Der Rubel rollt – steil bergab. Durch die westlichen Sanktionen hat die Landeswährung zeitweise rund 40 Prozent ihres Wertes verloren. Vor den Filialen der russischen Banken bilden sich erste Schlangen, Leute wollen ihr Geld. Ihre Angst: Dass die Banken Pleite gehen und ihr Erspartes verloren. Genau das wollen Europäer und Amerikaner erreichen. Als Vergeltung für den Angriff auf die Ukraine die russische Wirtschaft in eine Finanzkrise zu stürzen, die sich in einen tiefen Abschwung der Realwirtschaft übersetzt. Dabei soll das Leben für die Russen teurer werden, während gleichzeitig das Wachstum einbricht. Das soll die Unzufriedenheit mit der Herrschaft Wladimir Putins nähren und aus westlicher Sicht im besten Fall sein Regime zum Einsturz bringen. Damit der Plan aufgeht, hat der Westen die russischem Banken weitgehend vom internationalen Zahlungsnetzwerk Swift abgeklemmt. Es ist jetzt sehr mühselig, wenn auch nicht unmöglich, Geld nach Russland zu überweisen oder Geld aus Russland zu beziehen. Dieser Schritt war erwartet worden.

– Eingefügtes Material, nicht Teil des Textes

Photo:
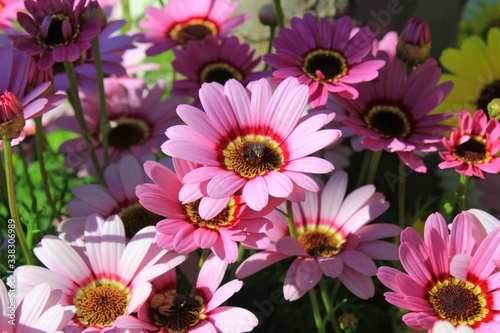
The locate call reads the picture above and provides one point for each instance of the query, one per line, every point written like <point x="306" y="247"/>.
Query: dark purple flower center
<point x="174" y="312"/>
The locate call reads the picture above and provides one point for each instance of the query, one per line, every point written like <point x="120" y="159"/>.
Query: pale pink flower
<point x="107" y="280"/>
<point x="333" y="239"/>
<point x="471" y="149"/>
<point x="171" y="311"/>
<point x="252" y="140"/>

Der russische Devisenschatz ist eingefroren
Völlig überraschend kam ein anderer Schlag. Der Westen beraubte Putins seines Devisenschatzes. Über 600 Milliarden Dollar betragen die angehäuften Reserven. Nur ein kleiner Teil liegt davon als Banknoten in russischen Tresoren. Der Löwenanteil besteht nur elektronisch aus Ziffern auf Konten, die die russische Zentralbank bei anderen Zentralbanken hat. Dieses Geld ist nun eingefroren. Russland kann es nicht mehr einsetzen, um mit diesen Devisen Rubel zu kaufen und den Kurs zu stützen. Das Vorgehen des Westens war deshalb nicht erwartet worden, weil es allen Diktaturen der Welt ein Zeichen ist, dass Devisenreserven im Westen nicht sicher sind und im Zweifel gesperrt werden. In China zum Beispiel wird dieser Beschluss sehr genau beobachtet.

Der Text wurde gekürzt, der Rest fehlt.